You can upgraded Enterprise Edition. That's easy, but money. You can use Oracle's SEHA Well, SEHA is really just a fancy term for OS clustering. You set up cluster where you set up ASM, and you set up an OS cluster, you've still got failover, you've still got a single point of failure in your disks, and not really much different from the 1990s OS clustering technology.
You can move the cloud. You can go to Oracle Cloud Infrastructure and use their DR and backup capabilities. Or you can go to Amazon or any one of the other cloud vendors. But there's another alternative, and that alternative is replication. Specifically, Quest SharePlex. Let's talk about how Quest SharePlex can help you overcome the loss of RAC in your Oracle 19c environment.
First thing is, you can look at the diagram here, we are redo log-based. We're capturing the results of transactions as they appear in the Oracle redo log. And we're taking them and moving over to a target database, and posting those results of those transactions as sequel in the target database. So right off the bat, you've got two databases. So no single point of failure, no issues there.
Now, since we're redo log-based, and we're reading the redo log, once we read the redo log, we'll guarantee you that we'll take that transaction and apply it to the target, or tell you that we couldn't apply to target, that something went wrong. So we're asynchronous. You're not waiting on a two-phase commit, or on a Data Guard commit. Any of those things. You get your data from the source of the target. We ship it over to the target immediately, where it's not seen until you have your committed from the source, but we're shipping it immediately. We're also not using any Oracle advanced features like Log Miner, or Extremes, or any additional features in Oracle that would make you want to have to buy additional licenses from Oracle.
In fact, we'll work with Standard Edition, we'll also work back to Oracle Version 11 with the latest version to SharePlex which is 10.0. Or we can go back even further than that, if you get an older version from our product management team to do a migration, or something of that nature. So no issues there, no cross-version issues.
We'll also work across platforms. So if your source system is Solaris and your target system is Linux, no problem, we can handle that as well. We read the transaction out of the reading log with a capture process, move them to the read process. That is traffic cop. We can also replicate it from one source to multiple targets, or multiple targets to one source.
Maybe you want to have a data mart, maybe want to do data consolidation, maybe want to have a separate DR in a different data center from your standard high availability environment you have in the same data center. No worries, we can do both of those things. Export and import are not Oracle's import and export process. Their own-- they are our own high-speed export and import that move data across the network very quickly, and very efficiently, and then we get the post.
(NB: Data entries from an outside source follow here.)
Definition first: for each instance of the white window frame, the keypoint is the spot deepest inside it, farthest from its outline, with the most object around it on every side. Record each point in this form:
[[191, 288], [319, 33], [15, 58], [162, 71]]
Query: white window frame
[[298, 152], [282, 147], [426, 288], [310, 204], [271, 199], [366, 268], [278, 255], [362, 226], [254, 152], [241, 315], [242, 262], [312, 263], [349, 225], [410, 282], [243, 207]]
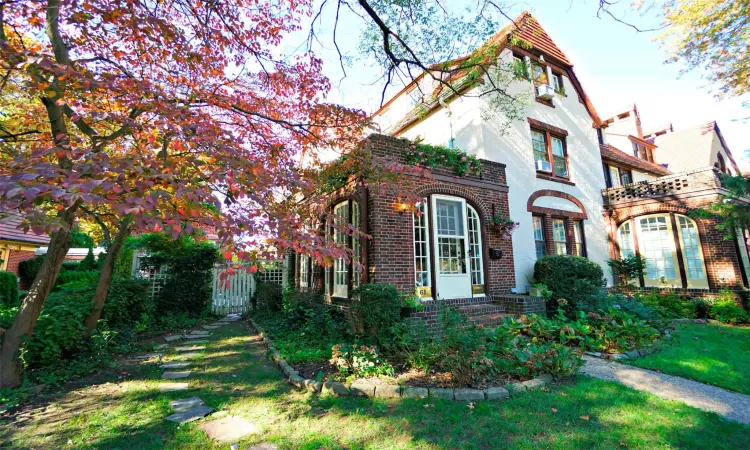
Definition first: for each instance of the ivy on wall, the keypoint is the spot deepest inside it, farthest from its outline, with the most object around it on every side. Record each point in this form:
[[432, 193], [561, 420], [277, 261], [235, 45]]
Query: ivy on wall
[[432, 156]]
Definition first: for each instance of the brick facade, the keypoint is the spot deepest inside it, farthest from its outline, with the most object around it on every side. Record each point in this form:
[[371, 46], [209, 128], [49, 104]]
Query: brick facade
[[722, 260]]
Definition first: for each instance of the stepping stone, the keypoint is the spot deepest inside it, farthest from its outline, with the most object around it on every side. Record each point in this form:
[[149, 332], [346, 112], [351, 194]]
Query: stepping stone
[[264, 446], [173, 387], [229, 429], [191, 348], [190, 415], [185, 404], [175, 375], [198, 332], [190, 355], [176, 365]]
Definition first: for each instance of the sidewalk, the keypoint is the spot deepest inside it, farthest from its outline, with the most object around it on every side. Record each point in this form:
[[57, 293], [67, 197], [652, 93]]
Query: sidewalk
[[732, 405]]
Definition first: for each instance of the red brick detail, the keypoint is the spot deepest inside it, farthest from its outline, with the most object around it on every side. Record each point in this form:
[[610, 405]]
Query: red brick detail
[[546, 127], [723, 264], [555, 212]]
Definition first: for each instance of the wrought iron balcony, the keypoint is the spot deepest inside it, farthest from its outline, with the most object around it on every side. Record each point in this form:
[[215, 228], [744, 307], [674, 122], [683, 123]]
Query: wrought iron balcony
[[672, 186]]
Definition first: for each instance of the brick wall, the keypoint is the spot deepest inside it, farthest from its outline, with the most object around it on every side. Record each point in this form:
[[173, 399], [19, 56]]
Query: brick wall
[[391, 250], [723, 268]]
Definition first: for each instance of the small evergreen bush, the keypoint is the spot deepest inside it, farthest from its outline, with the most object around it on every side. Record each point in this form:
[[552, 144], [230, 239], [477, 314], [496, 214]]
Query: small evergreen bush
[[8, 289], [573, 278], [374, 310]]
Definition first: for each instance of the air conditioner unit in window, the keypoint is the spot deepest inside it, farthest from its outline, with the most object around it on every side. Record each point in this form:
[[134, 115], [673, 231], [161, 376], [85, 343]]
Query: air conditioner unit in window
[[543, 166], [545, 92]]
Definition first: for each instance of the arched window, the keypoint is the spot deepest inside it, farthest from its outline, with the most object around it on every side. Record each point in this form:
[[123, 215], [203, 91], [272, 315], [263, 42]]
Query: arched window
[[454, 255], [656, 242]]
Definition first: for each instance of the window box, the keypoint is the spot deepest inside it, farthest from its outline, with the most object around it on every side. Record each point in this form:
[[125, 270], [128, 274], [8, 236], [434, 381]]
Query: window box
[[545, 92]]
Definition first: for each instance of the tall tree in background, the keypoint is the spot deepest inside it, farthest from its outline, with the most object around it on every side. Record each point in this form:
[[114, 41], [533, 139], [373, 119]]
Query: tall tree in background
[[159, 111]]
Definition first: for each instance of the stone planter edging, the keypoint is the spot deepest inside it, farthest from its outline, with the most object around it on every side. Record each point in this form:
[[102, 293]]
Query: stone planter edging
[[337, 389]]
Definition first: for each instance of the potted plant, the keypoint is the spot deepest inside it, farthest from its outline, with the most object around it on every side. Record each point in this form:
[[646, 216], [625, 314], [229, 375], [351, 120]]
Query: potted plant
[[503, 225]]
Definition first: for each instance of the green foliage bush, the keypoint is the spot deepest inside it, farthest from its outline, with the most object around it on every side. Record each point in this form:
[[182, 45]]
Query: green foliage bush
[[187, 285], [359, 360], [269, 296], [8, 289], [89, 262], [573, 278], [726, 310], [375, 309]]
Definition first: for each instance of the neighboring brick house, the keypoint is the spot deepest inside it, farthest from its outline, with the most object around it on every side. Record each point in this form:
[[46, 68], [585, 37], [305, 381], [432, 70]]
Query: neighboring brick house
[[577, 184], [652, 217], [15, 245]]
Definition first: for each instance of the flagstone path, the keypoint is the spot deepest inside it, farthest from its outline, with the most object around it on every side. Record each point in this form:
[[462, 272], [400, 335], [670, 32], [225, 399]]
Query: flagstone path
[[224, 429], [732, 405]]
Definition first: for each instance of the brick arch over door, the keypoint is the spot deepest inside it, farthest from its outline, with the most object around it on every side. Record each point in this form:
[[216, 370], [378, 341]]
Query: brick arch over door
[[484, 210], [555, 212]]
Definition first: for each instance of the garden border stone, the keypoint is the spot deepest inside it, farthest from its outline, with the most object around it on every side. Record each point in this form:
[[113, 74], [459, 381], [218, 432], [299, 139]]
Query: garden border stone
[[391, 390]]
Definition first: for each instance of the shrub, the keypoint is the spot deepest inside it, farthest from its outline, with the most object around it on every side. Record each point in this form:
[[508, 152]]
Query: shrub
[[8, 288], [28, 269], [359, 360], [674, 305], [726, 310], [573, 278], [89, 262], [90, 277], [374, 310], [269, 296]]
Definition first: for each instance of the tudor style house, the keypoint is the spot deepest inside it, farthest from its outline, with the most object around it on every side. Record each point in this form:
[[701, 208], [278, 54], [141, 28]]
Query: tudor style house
[[577, 184]]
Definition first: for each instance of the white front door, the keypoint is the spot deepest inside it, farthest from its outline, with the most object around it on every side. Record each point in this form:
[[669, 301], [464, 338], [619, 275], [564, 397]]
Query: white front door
[[452, 274]]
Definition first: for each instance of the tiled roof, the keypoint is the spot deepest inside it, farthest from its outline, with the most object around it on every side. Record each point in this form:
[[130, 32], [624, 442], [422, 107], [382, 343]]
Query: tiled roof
[[9, 231], [528, 28], [616, 155]]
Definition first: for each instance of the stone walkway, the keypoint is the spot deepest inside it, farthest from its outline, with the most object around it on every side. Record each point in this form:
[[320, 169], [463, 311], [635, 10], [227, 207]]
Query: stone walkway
[[226, 429], [732, 405]]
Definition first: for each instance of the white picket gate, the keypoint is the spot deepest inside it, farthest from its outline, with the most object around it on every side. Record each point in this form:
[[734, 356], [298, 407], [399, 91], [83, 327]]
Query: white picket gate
[[232, 294]]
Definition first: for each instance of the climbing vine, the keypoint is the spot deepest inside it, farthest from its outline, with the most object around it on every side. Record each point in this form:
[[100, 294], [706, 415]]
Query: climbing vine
[[426, 155]]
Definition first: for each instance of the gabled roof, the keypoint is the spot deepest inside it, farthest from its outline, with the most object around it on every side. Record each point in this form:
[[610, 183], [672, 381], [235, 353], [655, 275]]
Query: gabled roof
[[10, 231], [614, 154], [524, 27]]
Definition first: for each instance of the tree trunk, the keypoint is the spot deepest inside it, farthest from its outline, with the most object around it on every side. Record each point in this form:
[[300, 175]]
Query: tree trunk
[[105, 277], [25, 320]]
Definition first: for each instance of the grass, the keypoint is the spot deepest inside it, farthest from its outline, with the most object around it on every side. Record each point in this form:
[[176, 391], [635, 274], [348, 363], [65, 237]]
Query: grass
[[234, 378], [718, 355]]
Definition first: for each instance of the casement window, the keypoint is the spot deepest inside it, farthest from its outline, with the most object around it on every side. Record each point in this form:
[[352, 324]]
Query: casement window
[[579, 248], [549, 148], [423, 278], [539, 237], [346, 212], [540, 74], [559, 237], [557, 82], [657, 243], [454, 258]]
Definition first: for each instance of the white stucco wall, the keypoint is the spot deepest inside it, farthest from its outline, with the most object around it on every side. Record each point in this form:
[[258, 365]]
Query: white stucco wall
[[512, 147]]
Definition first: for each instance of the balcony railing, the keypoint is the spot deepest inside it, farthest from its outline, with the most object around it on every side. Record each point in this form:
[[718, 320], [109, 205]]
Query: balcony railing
[[669, 186]]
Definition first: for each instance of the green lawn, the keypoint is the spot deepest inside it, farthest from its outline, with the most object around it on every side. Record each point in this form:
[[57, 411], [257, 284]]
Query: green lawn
[[720, 356], [234, 379]]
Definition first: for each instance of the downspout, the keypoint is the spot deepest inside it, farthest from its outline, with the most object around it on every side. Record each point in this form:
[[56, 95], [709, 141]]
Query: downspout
[[450, 119]]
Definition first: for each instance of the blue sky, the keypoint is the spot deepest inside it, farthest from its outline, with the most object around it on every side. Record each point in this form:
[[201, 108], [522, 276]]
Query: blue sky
[[616, 65]]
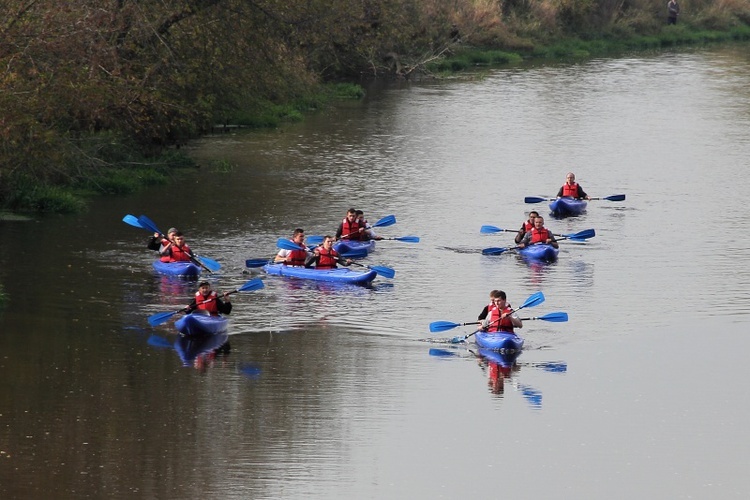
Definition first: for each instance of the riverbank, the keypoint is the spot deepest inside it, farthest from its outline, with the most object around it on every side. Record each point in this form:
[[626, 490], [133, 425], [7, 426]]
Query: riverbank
[[108, 125]]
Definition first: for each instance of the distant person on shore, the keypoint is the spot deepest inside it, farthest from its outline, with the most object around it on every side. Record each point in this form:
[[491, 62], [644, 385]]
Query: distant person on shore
[[673, 10], [572, 189]]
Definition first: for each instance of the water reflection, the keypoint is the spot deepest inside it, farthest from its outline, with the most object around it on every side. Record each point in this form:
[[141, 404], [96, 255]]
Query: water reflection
[[503, 369]]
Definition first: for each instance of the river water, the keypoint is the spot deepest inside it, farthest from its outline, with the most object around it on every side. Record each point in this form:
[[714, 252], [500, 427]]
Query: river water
[[342, 392]]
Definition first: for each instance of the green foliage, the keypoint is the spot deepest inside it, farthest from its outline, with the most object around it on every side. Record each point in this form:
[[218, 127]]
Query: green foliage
[[92, 95], [45, 198]]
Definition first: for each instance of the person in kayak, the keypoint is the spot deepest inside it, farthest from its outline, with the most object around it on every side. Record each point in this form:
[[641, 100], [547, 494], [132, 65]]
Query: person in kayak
[[526, 226], [571, 189], [325, 257], [294, 257], [350, 228], [499, 315], [157, 242], [369, 234], [539, 234], [208, 300], [176, 250]]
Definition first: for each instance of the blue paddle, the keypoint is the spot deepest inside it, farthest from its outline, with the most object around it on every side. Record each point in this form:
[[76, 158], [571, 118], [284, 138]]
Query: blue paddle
[[386, 272], [579, 236], [388, 220], [159, 318], [441, 326], [317, 240], [533, 300], [208, 264], [133, 221], [257, 262], [537, 199]]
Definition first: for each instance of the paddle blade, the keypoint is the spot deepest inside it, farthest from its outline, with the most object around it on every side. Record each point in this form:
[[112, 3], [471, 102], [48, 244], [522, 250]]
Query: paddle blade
[[132, 220], [442, 353], [556, 317], [534, 199], [441, 326], [388, 220], [552, 367], [156, 341], [405, 239], [386, 272], [160, 318], [494, 250], [148, 224], [533, 396], [253, 284], [211, 264], [354, 254], [287, 244], [581, 235], [533, 300], [615, 197]]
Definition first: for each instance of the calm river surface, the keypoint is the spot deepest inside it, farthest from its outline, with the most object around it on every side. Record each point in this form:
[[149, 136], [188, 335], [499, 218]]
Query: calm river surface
[[342, 392]]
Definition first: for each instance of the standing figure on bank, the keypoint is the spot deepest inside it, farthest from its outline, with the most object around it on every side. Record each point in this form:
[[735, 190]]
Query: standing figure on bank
[[673, 10]]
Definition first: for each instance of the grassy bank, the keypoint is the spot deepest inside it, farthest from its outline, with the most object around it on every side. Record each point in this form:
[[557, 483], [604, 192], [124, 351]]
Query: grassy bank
[[466, 58], [103, 164], [97, 96]]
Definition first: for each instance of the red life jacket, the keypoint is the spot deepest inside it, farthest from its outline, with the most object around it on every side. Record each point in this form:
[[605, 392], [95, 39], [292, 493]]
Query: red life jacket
[[327, 259], [496, 324], [539, 235], [164, 242], [350, 230], [207, 303], [179, 254], [569, 190], [298, 257]]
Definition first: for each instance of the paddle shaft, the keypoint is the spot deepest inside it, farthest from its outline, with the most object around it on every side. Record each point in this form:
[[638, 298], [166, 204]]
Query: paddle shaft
[[150, 226]]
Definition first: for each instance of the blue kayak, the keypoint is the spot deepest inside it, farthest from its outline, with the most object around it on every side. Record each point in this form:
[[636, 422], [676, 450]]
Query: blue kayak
[[562, 207], [354, 248], [198, 324], [540, 252], [504, 359], [499, 340], [189, 348], [177, 268], [338, 275]]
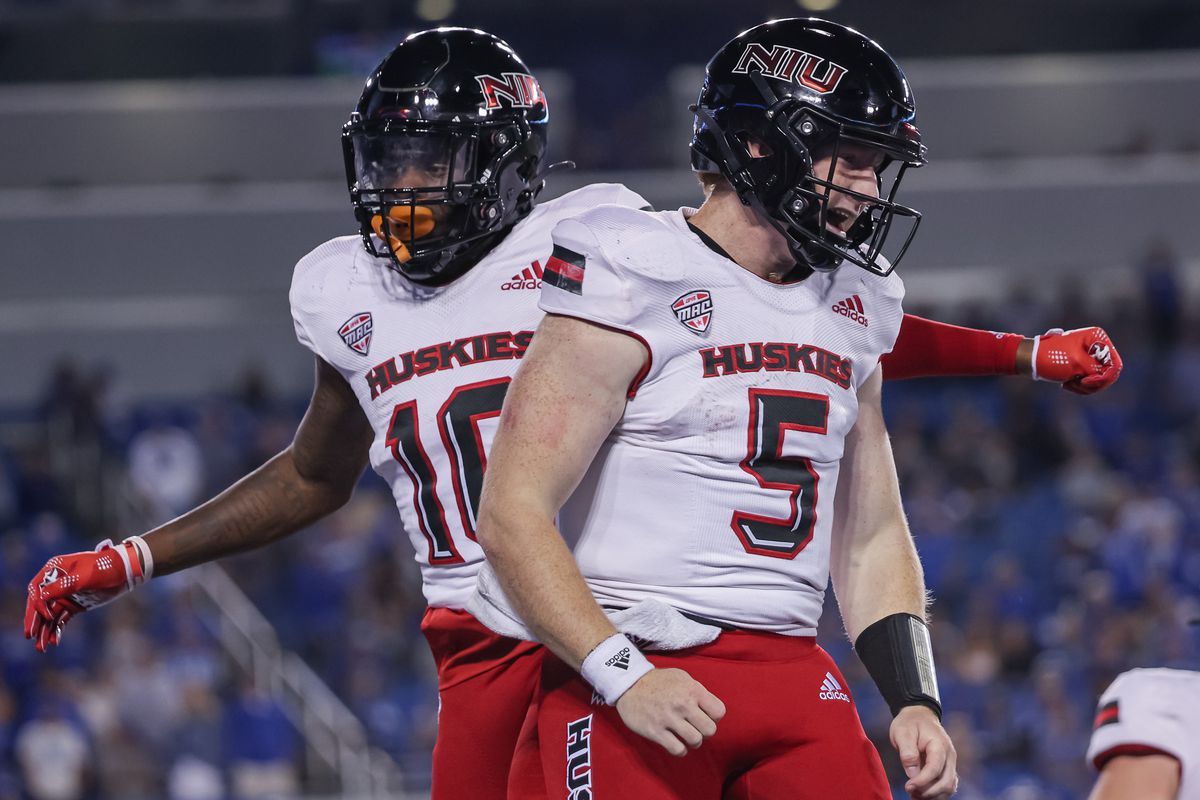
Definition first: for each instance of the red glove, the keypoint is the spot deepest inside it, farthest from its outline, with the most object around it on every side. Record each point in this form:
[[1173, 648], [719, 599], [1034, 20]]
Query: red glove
[[1083, 360], [73, 583]]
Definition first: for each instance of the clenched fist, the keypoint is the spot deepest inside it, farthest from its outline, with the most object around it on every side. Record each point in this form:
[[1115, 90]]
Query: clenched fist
[[1083, 360]]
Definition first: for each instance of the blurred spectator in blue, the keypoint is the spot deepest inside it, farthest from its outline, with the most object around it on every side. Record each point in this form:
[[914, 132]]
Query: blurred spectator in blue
[[167, 470], [53, 753], [261, 746], [197, 747], [1163, 296]]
And post takes those redo log messages, translates them to Sequel, and posts them in your Oracle database. So that's how you can have high availability or disaster recovery in Oracle 19c without having to use RAC or use Oracle SEHA.
One more thing I should mention. When you're doing replication and you have a system where you've got a target database, you're always worried the target database might not look exactly like the source. Right out of the box included in the SharePlex package, we give you the compare and repair utilities that will let you compare two tables, the source and the target, and if they're different, we'll give you the Sequel to make the target look like the source. So that's how you can, again alleviate, the need of RAC in the Oracle 19c Standard Edition.